Let’s conclude with the anti-corruption fight in Romania. Almost two years have passed since the dismissal of Kövesi. Almost one year has passed since the moment, when Liviu Dragnea – the enemy N1 of the anticorruption in its golden age, was condemned to imprisonment. What happens in Romanian anti-corruption and in the judicial system today? Is it a stalemate situation between the two chambers or is there a move in a direction – a new or an old one?
Romanian anti-corruption is in an auto-isolation in the conditions of an emergency situation, because all the people have taken the threat of coronavirus pandemic seriously. We have a new chief prosecutor in DNA – Mr. Crin Bologa, who was appointed in the end of February 2020. The times of his appointment was difficult, because the government was dismissed and there were discussions about political problems such as snap elections or the formation of a new cabinet. As far as I know the report for the DNA’s activity is not presented yet, because of the reasons, related to the emergency condition. In the last year DNA had provisionary head.

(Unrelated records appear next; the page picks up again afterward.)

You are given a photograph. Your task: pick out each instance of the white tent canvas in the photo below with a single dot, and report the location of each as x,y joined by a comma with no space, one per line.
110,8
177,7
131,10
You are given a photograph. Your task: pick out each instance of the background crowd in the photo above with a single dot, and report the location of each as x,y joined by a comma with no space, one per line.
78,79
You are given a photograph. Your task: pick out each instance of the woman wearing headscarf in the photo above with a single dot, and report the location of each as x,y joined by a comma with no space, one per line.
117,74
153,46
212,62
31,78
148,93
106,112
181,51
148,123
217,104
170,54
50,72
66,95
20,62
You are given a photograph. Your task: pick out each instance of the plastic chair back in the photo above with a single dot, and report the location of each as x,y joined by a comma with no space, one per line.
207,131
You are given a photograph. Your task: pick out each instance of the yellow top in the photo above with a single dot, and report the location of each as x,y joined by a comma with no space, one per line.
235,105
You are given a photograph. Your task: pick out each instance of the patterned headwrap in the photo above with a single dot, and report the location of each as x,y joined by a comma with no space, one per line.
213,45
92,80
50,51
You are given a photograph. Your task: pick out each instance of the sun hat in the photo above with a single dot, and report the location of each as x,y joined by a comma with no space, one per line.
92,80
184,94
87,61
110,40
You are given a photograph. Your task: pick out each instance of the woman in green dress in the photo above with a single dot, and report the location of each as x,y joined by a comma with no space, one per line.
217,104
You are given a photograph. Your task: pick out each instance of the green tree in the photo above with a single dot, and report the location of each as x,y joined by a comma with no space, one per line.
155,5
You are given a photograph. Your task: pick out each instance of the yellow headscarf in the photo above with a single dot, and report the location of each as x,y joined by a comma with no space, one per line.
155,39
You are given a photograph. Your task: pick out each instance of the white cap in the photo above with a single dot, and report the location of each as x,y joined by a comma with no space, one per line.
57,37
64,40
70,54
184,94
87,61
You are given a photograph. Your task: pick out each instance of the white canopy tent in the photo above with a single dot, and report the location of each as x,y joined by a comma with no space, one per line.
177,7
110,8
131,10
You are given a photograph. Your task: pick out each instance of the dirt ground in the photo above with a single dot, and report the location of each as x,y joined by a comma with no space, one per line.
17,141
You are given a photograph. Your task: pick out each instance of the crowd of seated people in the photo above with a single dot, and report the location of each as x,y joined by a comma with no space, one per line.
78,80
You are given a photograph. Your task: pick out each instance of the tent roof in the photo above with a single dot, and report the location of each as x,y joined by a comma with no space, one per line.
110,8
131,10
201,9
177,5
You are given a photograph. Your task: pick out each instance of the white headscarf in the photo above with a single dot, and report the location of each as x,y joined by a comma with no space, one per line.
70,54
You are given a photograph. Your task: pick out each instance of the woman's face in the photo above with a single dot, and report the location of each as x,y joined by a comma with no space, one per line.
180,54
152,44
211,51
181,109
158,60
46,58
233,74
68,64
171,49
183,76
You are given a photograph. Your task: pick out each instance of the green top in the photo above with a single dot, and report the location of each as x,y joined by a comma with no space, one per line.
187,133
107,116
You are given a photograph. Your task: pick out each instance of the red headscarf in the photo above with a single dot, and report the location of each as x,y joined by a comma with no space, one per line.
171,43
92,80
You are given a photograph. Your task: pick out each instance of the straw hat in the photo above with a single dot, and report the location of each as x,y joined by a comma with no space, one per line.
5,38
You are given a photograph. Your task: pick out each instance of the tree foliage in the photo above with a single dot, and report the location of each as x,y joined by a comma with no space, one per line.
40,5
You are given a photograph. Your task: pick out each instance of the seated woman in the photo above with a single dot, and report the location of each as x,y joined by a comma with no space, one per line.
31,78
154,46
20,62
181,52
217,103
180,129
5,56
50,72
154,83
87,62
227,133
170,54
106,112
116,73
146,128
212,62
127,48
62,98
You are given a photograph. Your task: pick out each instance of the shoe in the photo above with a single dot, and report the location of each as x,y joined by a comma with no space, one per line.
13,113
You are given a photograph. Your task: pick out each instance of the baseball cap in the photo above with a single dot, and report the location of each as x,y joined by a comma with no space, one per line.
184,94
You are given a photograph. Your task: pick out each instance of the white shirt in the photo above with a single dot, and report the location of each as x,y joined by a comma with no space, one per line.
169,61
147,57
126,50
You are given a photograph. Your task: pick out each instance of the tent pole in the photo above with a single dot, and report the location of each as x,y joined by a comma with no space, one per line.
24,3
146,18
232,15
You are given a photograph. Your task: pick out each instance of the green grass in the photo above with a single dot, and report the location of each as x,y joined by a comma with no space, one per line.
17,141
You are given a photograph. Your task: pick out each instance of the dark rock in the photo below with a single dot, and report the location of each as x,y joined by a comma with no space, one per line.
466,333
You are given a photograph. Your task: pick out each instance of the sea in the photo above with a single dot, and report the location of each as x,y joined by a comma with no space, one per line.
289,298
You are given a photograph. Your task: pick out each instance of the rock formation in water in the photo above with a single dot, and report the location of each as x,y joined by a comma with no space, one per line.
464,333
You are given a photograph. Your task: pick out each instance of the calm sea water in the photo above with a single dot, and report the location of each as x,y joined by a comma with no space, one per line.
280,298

In other words, we don’t know the official data, we don’t know from where on Mr. Bologa takes this institution over and in what direction he is going to head it. From this political standing point, the priorities are different that corruption, anti-corruption or anti-anticorruption. This topic will be resolved only after the state of emergency is renounced and when Romanian politicians enter in the logic of the election campaign. Until then I only warn that it is possible that we could discover more situations with corruptive potential, when dubious acquisitions for medical equipment are made. I promise to return to the subject, when the discussions about the new anti-corruption strategy start, which will deal with the times until 2024 and 2025.